A bench at a bus-stop, reprieve for throbbing feet. The loudspeakers of a twin-spired mosque began to blare. As a child, Zehra had been intensely devout, like religion was a competition; but she’d witnessed the suffering of too many good people since, and the triumph of too much evil, to waste time with it any more. Yet somehow this muezzin’s recorded wail seemed to call directly to her. She pushed herself wearily back to her feet and continued on her way.
They buried Hakan out in the woods then divvied up the weapons and the explosives between the trucks and the horse-box. Asena would have liked to burn the whole Grey Wolf camp down, but it would only give it away, so she had the men set booby-traps instead, to delay evidence-gathering. Then they all hugged and wished each other luck and split into small teams and went their separate ways.
Asena was well on her way to Istanbul when the Lion pinged her with a request to call urgently. She had Bulent pull in at the next service station, then sent him and Uğur off to get something to eat while she found herself a discreet spot in which to set up the satellite phone.
‘About time,’ said the Lion.
‘We’ve had a busy night,’ she told him drily. ‘What’s the panic?’
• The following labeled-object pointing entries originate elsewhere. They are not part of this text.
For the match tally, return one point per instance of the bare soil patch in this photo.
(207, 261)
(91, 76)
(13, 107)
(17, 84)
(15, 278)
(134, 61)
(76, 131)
‘I have news about that footage of your friend. Mixed news. On the plus side, we persuaded the rest of the team to keep the footage under wraps for the time being, while we search our files. That way, we won’t risk you finding out we’re on to you and so covering your tracks.’
‘So we’re okay?’
‘We can only stall publication for perhaps a week or two. Maybe not even that long. Which brings me to the person who sent the footage in. His name is Iain Black. He was in Daphne to film someone else, would you believe? We had to let him go, because detaining a foreign national during an inquiry would be sure to provoke exactly the kind of questions we can’t have asked. Nor did we want him hanging around in Antioch, where he might shoot his mouth off to some journalist. So we made a deal with him: leave the country, keep your mouth shut, and eventually you’ll be free to return.’
‘And you trust him?’
‘Of course not. Why do you think I had you call? We’re putting him on a plane from Hatay Airport up to Istanbul Sabiha Gökçen this afternoon. Then on to London.’
‘Which has what to do with me?’
‘He’s a single man travelling by himself. You’re a beautiful woman. Make friends with him. Get him talking. Ask him what he was doing in Turkey, how he enjoyed himself. If he is relaxed and glad to be going home and putting it all behind him, then let him be. But if he seems to you tense or angry or vengeful…’ He spread his hands as though her next step was obvious.
‘In the airport? Are you serious?’
‘Fly with him to England if you must. It would be more discreet to do it there anyway. And make it look like an accident.’
Asena scowled. ‘What if something goes wrong here? What if I’m needed?’
‘Something has gone wrong,’ he said. ‘You are needed. But, of course, if you feel you can trust a mission this important and delicate to one of your subordinates…’
She glowered at her screen. He knew too well how to use her vanity against her. And then she remembered Hakan lying on his side in his shallow grave and realized that she had her own score to settle with this man. ‘Very well,’ she said. ‘Send me the details. I’ll take care of it.’
He smiled and touched his screen. ‘The Lion and the Wolf,’ he said.